Open alexis-michaud opened 6 years ago

alexis-michaud commented 6 years ago

A comment from the linguist's point of view, assuming that some interested linguists visit the persephone project on GitHub (which I think is not at all unlikely):

Currently the intro (README.md) says "I've made the settings less computationally demanding than it would be for optimal transcription quality". That could come across as "you will get suboptimal quality". But for a linguist, the aim is to see persephone's very best. Not 'state-of-the-art with a rebate' but 'full-SOTA': that's part of the magic! 🥇 The linguists' perspective (I think) is that, in order to see what the tool can do, we want to be able to choose the highest settings, even if it's 10 times as computationally intensive to gain a couple percent in accuracy.

On the other hand, the training will likely need to be fired dozens of times with different settings, and we don't want to wait 1 week (or more) for each test.

To solve this Issue, what about providing a simple scenario such as: testing & tuning with the computationally less demanding settings, then raising the settings & firing once more (being warned that this final training with high settings may take a week or more)? Would that make sense?

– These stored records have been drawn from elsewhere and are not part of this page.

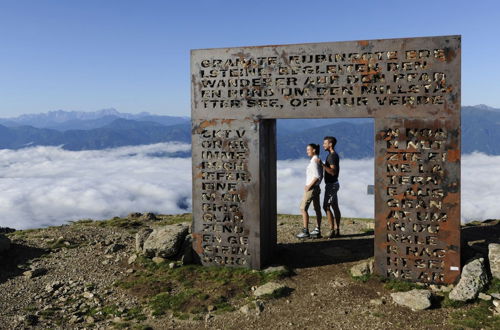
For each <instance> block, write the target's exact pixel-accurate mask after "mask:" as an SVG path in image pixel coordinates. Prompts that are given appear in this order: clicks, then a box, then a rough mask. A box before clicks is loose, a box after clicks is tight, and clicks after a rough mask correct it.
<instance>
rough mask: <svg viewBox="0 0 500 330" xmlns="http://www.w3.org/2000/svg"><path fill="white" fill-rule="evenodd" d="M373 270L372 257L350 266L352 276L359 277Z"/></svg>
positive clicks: (369, 273)
mask: <svg viewBox="0 0 500 330" xmlns="http://www.w3.org/2000/svg"><path fill="white" fill-rule="evenodd" d="M372 272H373V258H370V259H367V260H363V261H362V262H360V263H357V264H356V265H354V266H352V267H351V275H352V276H353V277H360V276H364V275H370V274H371V273H372Z"/></svg>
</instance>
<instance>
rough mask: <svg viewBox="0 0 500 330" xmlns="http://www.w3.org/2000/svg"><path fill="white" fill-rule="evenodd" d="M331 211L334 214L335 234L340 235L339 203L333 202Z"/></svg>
mask: <svg viewBox="0 0 500 330" xmlns="http://www.w3.org/2000/svg"><path fill="white" fill-rule="evenodd" d="M332 206H333V212H334V214H335V223H336V225H337V232H336V234H337V235H340V217H341V215H340V209H339V204H338V203H333V205H332Z"/></svg>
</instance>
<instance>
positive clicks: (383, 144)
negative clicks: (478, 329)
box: [191, 36, 461, 283]
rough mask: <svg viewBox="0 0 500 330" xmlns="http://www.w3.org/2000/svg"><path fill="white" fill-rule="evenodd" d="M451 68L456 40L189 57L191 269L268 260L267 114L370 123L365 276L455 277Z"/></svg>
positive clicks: (283, 46) (270, 125)
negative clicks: (368, 260)
mask: <svg viewBox="0 0 500 330" xmlns="http://www.w3.org/2000/svg"><path fill="white" fill-rule="evenodd" d="M460 61H461V48H460V36H438V37H423V38H406V39H384V40H363V41H348V42H331V43H315V44H296V45H275V46H262V47H240V48H220V49H203V50H193V51H192V52H191V75H192V76H191V93H192V114H191V115H192V146H193V147H192V152H193V153H192V157H193V158H192V159H193V237H194V241H193V248H194V250H195V251H196V253H197V254H198V256H199V258H200V260H201V262H202V263H203V264H204V265H221V266H237V267H238V266H239V267H251V268H256V269H258V268H262V267H263V266H265V265H266V263H268V262H269V260H270V258H271V257H272V255H273V251H274V249H275V247H276V138H275V130H276V119H277V118H346V117H353V118H354V117H371V118H374V120H375V222H376V223H375V251H374V252H375V271H376V272H377V273H378V274H380V275H382V276H385V277H395V278H400V279H407V280H411V281H420V282H432V283H452V282H454V281H455V280H456V279H457V277H458V276H459V274H460V266H461V265H460ZM332 135H335V132H332ZM344 184H345V185H348V184H349V182H345V183H344ZM297 189H301V187H297Z"/></svg>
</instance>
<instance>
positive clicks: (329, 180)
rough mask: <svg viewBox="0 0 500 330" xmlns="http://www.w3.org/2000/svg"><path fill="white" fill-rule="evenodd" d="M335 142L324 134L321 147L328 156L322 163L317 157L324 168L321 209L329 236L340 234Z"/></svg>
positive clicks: (339, 166) (337, 172)
mask: <svg viewBox="0 0 500 330" xmlns="http://www.w3.org/2000/svg"><path fill="white" fill-rule="evenodd" d="M336 144H337V139H336V138H334V137H333V136H325V138H324V139H323V148H324V149H325V150H326V151H328V156H327V157H326V161H325V163H322V162H321V159H319V158H318V160H317V162H318V163H320V164H321V166H322V167H323V169H324V170H325V175H324V177H323V178H324V180H325V198H324V199H323V209H324V210H325V212H326V215H327V217H328V222H329V223H330V228H331V230H330V234H329V235H328V237H329V238H333V237H335V236H340V231H339V226H340V209H339V203H338V198H337V192H338V191H339V188H340V185H339V181H338V179H339V171H340V166H339V155H338V154H337V153H336V152H335V145H336ZM332 209H333V213H332ZM334 215H335V221H334Z"/></svg>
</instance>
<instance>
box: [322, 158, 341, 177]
mask: <svg viewBox="0 0 500 330" xmlns="http://www.w3.org/2000/svg"><path fill="white" fill-rule="evenodd" d="M325 165H326V166H327V167H330V165H334V166H335V169H336V171H335V172H336V173H335V175H331V174H328V172H327V171H325V176H324V178H325V183H334V182H337V180H338V179H339V172H340V167H339V155H338V154H337V153H336V152H333V153H330V154H328V156H327V157H326V161H325Z"/></svg>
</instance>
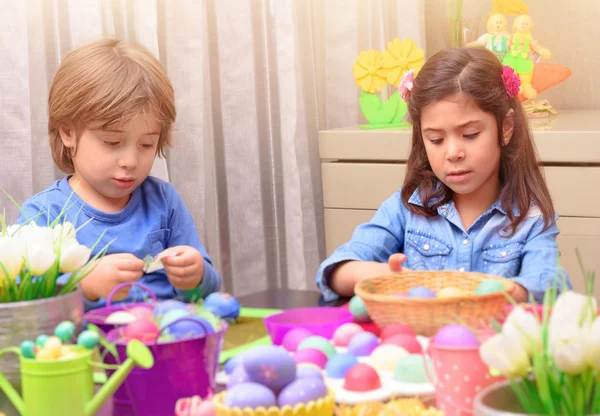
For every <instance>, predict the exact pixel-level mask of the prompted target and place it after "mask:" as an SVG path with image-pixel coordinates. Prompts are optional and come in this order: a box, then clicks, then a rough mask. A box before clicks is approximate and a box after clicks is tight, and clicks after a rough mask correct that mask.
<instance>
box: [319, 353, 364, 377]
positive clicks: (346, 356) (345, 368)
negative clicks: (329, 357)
mask: <svg viewBox="0 0 600 416" xmlns="http://www.w3.org/2000/svg"><path fill="white" fill-rule="evenodd" d="M356 364H358V359H357V358H356V357H355V356H354V355H352V354H337V355H336V356H335V357H332V358H331V360H329V361H328V362H327V365H326V366H325V373H326V374H327V377H329V378H344V376H345V375H346V373H347V372H348V370H349V369H350V368H352V367H354V366H355V365H356Z"/></svg>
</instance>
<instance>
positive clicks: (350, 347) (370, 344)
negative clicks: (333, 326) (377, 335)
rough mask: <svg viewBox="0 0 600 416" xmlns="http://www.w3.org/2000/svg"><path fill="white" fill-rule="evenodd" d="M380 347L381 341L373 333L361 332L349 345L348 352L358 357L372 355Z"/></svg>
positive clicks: (352, 338)
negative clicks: (371, 353) (373, 350)
mask: <svg viewBox="0 0 600 416" xmlns="http://www.w3.org/2000/svg"><path fill="white" fill-rule="evenodd" d="M378 346H379V339H378V338H377V336H376V335H375V334H373V333H371V332H367V331H365V332H360V333H358V334H356V335H354V336H353V337H352V339H351V340H350V342H349V343H348V352H349V353H350V354H352V355H354V356H356V357H365V356H367V355H370V354H371V353H372V352H373V350H374V349H375V348H377V347H378Z"/></svg>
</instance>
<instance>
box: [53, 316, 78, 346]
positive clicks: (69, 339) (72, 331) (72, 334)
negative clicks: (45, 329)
mask: <svg viewBox="0 0 600 416" xmlns="http://www.w3.org/2000/svg"><path fill="white" fill-rule="evenodd" d="M54 335H56V336H57V337H58V338H59V339H60V340H61V341H62V342H67V341H68V340H70V339H71V338H72V337H73V335H75V324H74V323H73V322H71V321H62V322H61V323H59V324H58V325H56V328H54Z"/></svg>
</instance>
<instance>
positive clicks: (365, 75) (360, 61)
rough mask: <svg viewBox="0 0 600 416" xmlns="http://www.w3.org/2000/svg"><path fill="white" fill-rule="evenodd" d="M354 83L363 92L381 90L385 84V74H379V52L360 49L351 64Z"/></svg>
mask: <svg viewBox="0 0 600 416" xmlns="http://www.w3.org/2000/svg"><path fill="white" fill-rule="evenodd" d="M352 69H353V74H352V75H354V78H355V79H356V85H358V86H359V87H361V88H362V90H363V91H365V92H370V93H373V92H374V91H381V89H382V88H383V86H384V85H385V76H383V75H382V74H381V70H382V67H381V52H379V51H376V50H369V51H362V52H361V53H360V55H358V58H356V63H355V64H354V65H352Z"/></svg>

The suggestion amounts to: adding 1 sentence in README.md:

"I've made the settings less computationally demanding than it would be for optimal transcription quality. The settings can be raised by changing the values in \<name of settings file>"

Just an idea!

oadams commented 6 years ago

Just for the record, I completely agree. This is how it should be done and will be done.

I guess one remaining question is what the right interface is. Linguists might not want to specify the number of layers and hidden units in the neural network. Perhaps two modes will suffice, "simple" for testing installation and getting prelim results, and "full" mode. For now I can put sensible defaults there, but the best hyperparameters for the full mode are unknown and will vary according to training data quantity and quality. I guess this is where hyperparameter optimization (#26) should eventually come in. For now I can just go with sensible defaults for "simple" and "full".